Vatica glabrata
- Conservation status: Vulnerable (IUCN 3.1)

Scientific classification
- Kingdom: Plantae
- Clade: Embryophytes
- Clade: Tracheophytes
- Clade: Spermatophytes
- Clade: Angiosperms
- Clade: Eudicots
- Clade: Rosids
- Order: Malvales
- Family: Dipterocarpaceae
- Genus: Vatica
- Species: V. glabrata
- Binomial name: Vatica glabrata P.S.Ashton

= Vatica glabrata =

- Genus: Vatica
- Species: glabrata
- Authority: P.S.Ashton
- Conservation status: VU

Species of tree

Vatica glabrata is a tree in the family Dipterocarpaceae which is endemic to Borneo.

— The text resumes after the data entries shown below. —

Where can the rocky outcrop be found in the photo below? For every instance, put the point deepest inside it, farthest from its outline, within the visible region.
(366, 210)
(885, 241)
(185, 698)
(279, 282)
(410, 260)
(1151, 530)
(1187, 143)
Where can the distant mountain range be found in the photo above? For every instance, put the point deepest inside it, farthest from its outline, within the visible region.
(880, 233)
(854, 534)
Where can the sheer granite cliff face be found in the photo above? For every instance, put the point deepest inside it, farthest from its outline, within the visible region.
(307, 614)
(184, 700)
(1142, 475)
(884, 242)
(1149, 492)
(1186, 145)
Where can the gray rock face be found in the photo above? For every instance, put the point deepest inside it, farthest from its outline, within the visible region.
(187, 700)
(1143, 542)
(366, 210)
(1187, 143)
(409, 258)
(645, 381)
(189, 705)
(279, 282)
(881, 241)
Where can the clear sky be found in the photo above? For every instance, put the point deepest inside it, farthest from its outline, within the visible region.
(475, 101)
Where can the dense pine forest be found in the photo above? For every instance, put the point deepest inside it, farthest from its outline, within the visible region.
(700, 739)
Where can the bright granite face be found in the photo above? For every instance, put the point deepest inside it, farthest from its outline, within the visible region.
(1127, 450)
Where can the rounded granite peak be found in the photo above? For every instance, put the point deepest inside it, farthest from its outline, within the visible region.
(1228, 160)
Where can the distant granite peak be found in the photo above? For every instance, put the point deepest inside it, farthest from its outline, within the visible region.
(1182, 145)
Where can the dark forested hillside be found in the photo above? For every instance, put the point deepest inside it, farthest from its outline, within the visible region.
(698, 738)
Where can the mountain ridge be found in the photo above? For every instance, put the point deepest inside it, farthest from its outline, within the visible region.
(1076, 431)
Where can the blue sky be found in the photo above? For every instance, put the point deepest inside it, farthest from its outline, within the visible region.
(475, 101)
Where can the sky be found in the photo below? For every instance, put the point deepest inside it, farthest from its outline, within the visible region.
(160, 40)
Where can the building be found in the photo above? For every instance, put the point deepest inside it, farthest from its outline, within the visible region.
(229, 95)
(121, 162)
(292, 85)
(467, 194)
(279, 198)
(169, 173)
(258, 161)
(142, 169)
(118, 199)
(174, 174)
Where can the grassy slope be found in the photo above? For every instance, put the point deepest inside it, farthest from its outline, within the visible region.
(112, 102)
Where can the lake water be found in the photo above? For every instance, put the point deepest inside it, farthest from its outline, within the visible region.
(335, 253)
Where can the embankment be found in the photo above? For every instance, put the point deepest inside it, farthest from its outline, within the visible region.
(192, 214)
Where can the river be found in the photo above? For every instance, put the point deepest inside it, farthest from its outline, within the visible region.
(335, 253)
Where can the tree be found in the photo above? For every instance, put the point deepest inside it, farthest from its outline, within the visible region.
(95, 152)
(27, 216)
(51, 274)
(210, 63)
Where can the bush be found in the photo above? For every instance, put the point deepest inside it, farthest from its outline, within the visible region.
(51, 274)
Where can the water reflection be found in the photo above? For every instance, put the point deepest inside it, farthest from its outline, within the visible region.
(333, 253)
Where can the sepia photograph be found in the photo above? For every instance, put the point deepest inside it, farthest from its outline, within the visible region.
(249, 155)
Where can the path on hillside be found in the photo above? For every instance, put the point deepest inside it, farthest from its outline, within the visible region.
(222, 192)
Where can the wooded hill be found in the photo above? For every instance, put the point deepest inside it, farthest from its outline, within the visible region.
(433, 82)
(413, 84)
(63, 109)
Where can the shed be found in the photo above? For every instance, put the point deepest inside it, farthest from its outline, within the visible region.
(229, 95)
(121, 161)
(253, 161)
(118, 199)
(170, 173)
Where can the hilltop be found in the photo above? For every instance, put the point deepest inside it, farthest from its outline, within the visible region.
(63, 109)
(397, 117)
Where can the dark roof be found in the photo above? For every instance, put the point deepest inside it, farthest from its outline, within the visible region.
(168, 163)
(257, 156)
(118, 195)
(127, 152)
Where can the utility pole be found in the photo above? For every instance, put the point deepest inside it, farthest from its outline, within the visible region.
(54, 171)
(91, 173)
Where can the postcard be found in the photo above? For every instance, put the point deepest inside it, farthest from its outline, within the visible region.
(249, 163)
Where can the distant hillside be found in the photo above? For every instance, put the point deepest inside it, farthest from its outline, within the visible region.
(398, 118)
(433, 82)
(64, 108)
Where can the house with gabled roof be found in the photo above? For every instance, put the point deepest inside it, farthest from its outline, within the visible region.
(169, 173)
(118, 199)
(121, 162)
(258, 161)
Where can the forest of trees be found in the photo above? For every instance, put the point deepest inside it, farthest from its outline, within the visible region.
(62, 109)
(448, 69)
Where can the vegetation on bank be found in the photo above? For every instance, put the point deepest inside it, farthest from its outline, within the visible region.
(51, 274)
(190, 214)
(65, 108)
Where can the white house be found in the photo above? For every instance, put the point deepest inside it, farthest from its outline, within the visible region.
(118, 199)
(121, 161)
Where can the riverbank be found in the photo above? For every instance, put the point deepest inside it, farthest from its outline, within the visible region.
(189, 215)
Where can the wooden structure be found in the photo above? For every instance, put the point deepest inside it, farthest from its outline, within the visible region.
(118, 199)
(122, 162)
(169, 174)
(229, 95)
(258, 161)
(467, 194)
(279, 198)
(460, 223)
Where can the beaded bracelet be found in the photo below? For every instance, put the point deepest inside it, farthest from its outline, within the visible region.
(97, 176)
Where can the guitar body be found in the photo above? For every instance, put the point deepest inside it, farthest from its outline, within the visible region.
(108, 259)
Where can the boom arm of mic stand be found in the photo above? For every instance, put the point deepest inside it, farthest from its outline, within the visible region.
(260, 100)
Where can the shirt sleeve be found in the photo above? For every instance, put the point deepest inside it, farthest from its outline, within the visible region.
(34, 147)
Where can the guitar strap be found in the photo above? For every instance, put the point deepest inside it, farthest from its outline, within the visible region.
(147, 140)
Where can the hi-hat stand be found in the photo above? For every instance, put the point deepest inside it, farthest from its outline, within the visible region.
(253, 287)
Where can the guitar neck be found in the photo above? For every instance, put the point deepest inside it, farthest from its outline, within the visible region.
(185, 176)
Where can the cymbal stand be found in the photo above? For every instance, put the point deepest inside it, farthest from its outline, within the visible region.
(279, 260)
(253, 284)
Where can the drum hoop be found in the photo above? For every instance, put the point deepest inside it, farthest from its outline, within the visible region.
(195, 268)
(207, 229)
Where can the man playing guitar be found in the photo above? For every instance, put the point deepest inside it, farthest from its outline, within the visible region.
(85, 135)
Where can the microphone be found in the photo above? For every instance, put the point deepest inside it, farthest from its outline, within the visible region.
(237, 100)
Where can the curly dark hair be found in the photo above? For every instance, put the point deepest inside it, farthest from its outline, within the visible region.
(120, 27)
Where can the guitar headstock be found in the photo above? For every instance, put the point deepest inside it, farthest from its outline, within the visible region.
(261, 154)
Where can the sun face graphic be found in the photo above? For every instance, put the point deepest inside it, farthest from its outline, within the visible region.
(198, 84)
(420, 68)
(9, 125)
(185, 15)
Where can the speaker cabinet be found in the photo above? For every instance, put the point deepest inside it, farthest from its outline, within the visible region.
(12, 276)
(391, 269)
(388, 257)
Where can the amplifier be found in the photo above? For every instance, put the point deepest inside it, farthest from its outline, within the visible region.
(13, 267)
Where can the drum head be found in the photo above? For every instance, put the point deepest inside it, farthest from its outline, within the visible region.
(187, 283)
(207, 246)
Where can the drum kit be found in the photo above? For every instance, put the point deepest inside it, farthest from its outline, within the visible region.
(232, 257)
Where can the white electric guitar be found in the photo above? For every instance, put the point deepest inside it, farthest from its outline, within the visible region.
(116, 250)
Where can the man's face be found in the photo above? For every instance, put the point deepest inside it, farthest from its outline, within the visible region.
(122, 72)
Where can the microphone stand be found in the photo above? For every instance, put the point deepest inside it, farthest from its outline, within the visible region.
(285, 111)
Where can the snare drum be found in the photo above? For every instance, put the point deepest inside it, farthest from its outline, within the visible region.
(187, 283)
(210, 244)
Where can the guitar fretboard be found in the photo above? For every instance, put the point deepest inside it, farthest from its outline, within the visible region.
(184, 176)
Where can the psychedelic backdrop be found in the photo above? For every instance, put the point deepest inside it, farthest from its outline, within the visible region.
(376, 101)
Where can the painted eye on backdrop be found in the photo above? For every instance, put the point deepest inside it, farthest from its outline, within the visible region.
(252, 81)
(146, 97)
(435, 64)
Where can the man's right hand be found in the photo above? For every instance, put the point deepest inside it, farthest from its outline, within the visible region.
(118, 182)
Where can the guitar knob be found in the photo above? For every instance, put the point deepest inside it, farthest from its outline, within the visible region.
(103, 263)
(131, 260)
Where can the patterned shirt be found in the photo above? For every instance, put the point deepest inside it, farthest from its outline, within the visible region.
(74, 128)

The species was described by Peter Shaw Ashton in 1982. The specific epithet means 'smooth-skinned'.

==Description==
Vatica glabrata grows up to 20 m tall, with a trunk diameter of up to 60 cm. Its coriaceous leaves measure up to 15 cm long. The inflorescences bear cream-coloured flowers.

==Distribution and habitat==
Vatica glabrata is endemic to Borneo. Its habitat is upper dipterocarp forest at elevations of 1200–1500 m.

==Conservation==
Vatica glabrata has been assessed as vulnerable on the IUCN Red List. It is threatened by logging for its timber.